The report, based on conservative modelling, quantifies the extent to which big polluters get off scot-free for polluting far more than other countries allow, while Australians pay the cost with their health and their lives. 

“Whenever our politicians parrot the fact free mantra that coal is cheap, they ignore all of these till-now uncosted externalities,” said Tim Buckley, Director of Finance Studies, Institute for Energy Economics and Financial Analysis, when the report was released. 

Part of my work as an environmental lawyer is working to redress a public health crisis generated by lack of pollution control on coal-fired power stations. There are pollution controls that can be installed in power stations so people don’t have to experience what my family did. Australia is one of the few countries in the world that does not require power stations to install best-practice pollution controls.  

No Australian state has any active strategy to reduce air pollution with policies and programs to ensure clean air. Australia’s coal-fired power stations are not even fitted with many of the basic pollution controls required in most other countries that can cut toxic pollutants by more than 85 percent.  

Instead, power stations in Australia are licenced to emit pollutant concentrations that dramatically exceed limits set by comparable countries. This amounts to our governments giving these coal-fired power stations a licence to harm our communities. 

My work in part involves advocating for state governments to use existing laws and legal instruments to crack down on air pollution and implement clean air strategies with measures to reduce pollution from coal-fired power stations to as close to zero as possible. They must set strong stack emission limits in line with international standards and require operators to install continuous stack monitoring and best practice pollution controls. 

Right now, in addition to inadequate emissions limits and poor regulation, the community right-to-know tool – the National Pollutant Inventory (NPI) – relies on estimated data produced by the power stations and is considered redundant by regulators, and current air quality monitoring does not effectively measure air quality for people who live closest to coal-fired power stations. 

But there are easy solutions. State governments can move quickly to put in place stronger laws and regulation to reduce pollution from coal-burning power stations.  

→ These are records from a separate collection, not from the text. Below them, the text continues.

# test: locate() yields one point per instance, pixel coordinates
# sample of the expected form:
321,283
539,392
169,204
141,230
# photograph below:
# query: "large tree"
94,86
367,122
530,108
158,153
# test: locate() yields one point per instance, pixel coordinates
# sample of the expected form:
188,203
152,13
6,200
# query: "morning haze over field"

State environment ministers can advocate for strong health-based national air pollution standards; expand air quality monitoring to residential areas exposed to air pollution from coal-burning power stations to measure the health risk to communities; implement clean air strategies with measures to reduce pollution from major sources to as close to zero as possible; and set strong stack emission limits for coal-burning power stations in line with international standards. 

These measures would require operators to install continuous stack monitoring and best practice pollution controls that reduce toxic air pollution by more than 85 percent – and see a massive reduction in the health burden and associated costs. 

With stronger national air pollution standards and better state laws and regulations, governments can make coal-fired power stations clean up their act and save lives. 

As bushfire season approaches, in the midst of a health pandemic, reducing major sources of pollution has never been more urgent, nor politically easy.